If you’re interested in reading the paper, you can get it here:

Measuring the Complexity of the Law: The United States Code
Daniel Martin Katz, Michael James Bommarito II

Abstract below for reference:

Einstein’s razor, a corollary of Ockham’s razor, is often paraphrased as follows: make everything as simple as possible, but not simpler. This rule of thumb describes the challenge that designers of a legal system face — to craft simple laws that produce desired ends, but not to pursue simplicity so far as to undermine those ends. Complexity, simplicity’s inverse, taxes cognition and increases the likelihood of suboptimal decisions. In addition, unnecessary legal complexity can drive a misallocation of human capital toward comprehending and complying with legal rules and away from other productive ends.

While many scholars have offered descriptive accounts or theoretical models of legal complexity, empirical research to date has been limited to simple measures of size, such as the number of pages in a bill. No extant research rigorously applies a meaningful model to real data. As a consequence, we have no reliable means to determine whether a new bill, regulation, order, or precedent substantially effects legal complexity.

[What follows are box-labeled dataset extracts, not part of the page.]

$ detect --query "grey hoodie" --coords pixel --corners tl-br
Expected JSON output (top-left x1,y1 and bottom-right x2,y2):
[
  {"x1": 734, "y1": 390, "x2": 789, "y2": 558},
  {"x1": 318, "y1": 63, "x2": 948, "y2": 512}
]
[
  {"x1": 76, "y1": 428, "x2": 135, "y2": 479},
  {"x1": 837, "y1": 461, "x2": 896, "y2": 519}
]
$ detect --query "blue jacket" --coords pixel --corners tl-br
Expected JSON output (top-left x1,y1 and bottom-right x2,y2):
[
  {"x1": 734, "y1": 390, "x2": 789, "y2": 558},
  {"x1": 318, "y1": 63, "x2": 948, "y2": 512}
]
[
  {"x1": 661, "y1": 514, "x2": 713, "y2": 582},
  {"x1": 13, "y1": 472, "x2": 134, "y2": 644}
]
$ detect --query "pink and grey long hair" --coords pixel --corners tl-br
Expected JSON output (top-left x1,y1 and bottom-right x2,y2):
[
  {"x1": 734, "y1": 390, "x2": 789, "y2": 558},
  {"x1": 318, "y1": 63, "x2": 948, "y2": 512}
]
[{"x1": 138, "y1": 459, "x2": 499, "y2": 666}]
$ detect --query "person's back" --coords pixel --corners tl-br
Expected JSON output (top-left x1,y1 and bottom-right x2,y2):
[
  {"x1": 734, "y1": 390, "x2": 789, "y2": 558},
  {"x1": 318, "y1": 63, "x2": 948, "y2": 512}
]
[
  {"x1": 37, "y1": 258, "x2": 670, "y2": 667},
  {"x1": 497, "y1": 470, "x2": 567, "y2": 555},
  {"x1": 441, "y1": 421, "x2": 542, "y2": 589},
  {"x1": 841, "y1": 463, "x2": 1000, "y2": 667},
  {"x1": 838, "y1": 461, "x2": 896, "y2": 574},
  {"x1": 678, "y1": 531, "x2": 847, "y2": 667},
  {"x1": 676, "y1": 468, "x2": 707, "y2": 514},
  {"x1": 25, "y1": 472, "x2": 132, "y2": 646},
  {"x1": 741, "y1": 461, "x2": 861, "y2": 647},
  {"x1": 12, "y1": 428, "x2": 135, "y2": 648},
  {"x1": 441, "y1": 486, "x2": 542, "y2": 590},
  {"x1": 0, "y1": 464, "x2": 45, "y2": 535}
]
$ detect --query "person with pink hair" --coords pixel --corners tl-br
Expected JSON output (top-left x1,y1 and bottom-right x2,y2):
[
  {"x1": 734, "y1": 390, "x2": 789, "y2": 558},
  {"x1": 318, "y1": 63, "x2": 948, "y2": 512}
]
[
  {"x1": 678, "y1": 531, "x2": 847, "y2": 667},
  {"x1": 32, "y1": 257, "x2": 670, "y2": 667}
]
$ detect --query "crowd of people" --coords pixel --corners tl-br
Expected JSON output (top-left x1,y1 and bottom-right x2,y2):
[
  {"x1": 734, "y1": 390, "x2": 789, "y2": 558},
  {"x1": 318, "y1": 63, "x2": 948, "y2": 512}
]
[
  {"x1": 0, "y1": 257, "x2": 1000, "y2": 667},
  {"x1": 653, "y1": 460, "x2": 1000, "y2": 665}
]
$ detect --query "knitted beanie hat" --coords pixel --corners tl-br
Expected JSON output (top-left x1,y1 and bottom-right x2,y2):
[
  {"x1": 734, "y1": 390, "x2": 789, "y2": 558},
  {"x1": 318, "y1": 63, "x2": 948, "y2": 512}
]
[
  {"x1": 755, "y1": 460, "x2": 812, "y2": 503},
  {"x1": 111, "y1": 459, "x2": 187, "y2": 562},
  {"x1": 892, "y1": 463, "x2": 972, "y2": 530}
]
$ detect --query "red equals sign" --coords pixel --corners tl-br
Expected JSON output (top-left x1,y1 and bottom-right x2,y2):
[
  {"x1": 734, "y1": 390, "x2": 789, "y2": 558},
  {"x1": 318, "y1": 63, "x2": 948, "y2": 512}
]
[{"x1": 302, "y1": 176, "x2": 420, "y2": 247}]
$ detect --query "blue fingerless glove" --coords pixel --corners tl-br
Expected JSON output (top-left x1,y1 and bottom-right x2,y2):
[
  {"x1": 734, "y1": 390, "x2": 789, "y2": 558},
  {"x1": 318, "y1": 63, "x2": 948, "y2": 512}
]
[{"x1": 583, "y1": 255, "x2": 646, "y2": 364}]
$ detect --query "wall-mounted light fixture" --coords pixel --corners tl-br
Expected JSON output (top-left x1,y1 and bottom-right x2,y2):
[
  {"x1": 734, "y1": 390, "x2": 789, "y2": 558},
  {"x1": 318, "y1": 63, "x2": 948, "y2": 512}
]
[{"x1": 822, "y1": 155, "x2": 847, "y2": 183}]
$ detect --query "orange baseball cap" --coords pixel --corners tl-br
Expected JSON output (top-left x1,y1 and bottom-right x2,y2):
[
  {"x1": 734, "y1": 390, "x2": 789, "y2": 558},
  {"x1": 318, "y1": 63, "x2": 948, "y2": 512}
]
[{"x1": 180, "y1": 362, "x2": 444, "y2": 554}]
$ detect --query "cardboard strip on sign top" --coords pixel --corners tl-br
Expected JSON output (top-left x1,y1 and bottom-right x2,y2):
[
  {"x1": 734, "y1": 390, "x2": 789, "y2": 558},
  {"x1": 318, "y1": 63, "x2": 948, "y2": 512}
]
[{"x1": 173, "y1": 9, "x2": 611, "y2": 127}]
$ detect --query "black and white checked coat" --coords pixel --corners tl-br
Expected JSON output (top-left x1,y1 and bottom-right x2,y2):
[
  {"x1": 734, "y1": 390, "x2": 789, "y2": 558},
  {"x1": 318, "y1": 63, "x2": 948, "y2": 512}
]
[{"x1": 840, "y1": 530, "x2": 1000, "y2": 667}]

In this paper, we address this need by developing a proposed empirical framework for measuring relative legal complexity. This framework is based on “knowledge acquisition,” an approach at the intersection of psychology and computer science, which can take into account the structure, language, and interdependence of law. We then demonstrate the descriptive value of this framework by applying it to the U.S. Code’s Titles, scoring and ranking them by their relative complexity. Our framework is flexible, intuitive, and transparent, and we offer this approach as a first step in developing a practical methodology for assessing legal complexity.